Photo: Red Car Property Neighbor, May 30, 2017. Dry weeds are taller and more dense than they were just a year ago. Although the trees are recovering from the 2016 Silver Lake Fire. Note the dry brush on the slope. Neighbors are asking, once again, "How do the large lot owners get away without doing brush clearance by May 1, EVERY YEAR?" (Click on photos to enlarge.)
Photo: Diane Edwardson, May 17, 2016. A month before the June 19, 2016 fire, the dry weeds on the flatter part were sparse and the dry brush on the slope was mashed down and not as thick as normal years due to the lack of rain.
Photo: Diane Edwardson, June 20, 2016. The day after the Silver Lake Fire, the trees didn't look so bad. Lots of water poured on the fire from the air and by hose washed much of the charred debris from the slopes. The following weeks would not be good.
Photo: Diane Edwardson, October 12, 2016. Four months later, neighbors questioned if the trees would recover.

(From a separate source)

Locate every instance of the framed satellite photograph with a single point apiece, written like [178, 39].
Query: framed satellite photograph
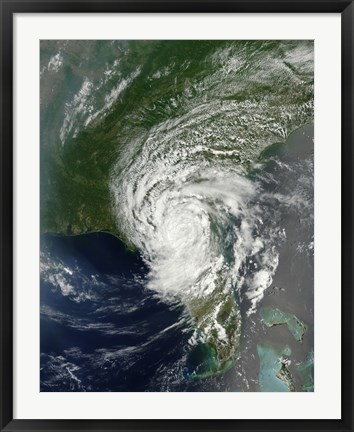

The protected native Black Walnut and Coast Live Oak Trees, in particular, had shown signs of recovery, but with a desolate post-fire landscape, if you didn't look closely while walking the property, you did not see the new growth. It doesn't help that the Black Walnuts and Chinese Elms drop their leaves for winter, so the growing season was all screwed up for these poor trees.
After the fire, CalTrans clear-cut so many trees adjacent the Red Car Property and Corralitas Drive, there was a dramatic temperature shift in the immediate neighborhood with the loss of so much morning shade. The street is hotter, sunnier and dustier. It did not rain significantly until shortly after LAFD contractors did brush clearance in December.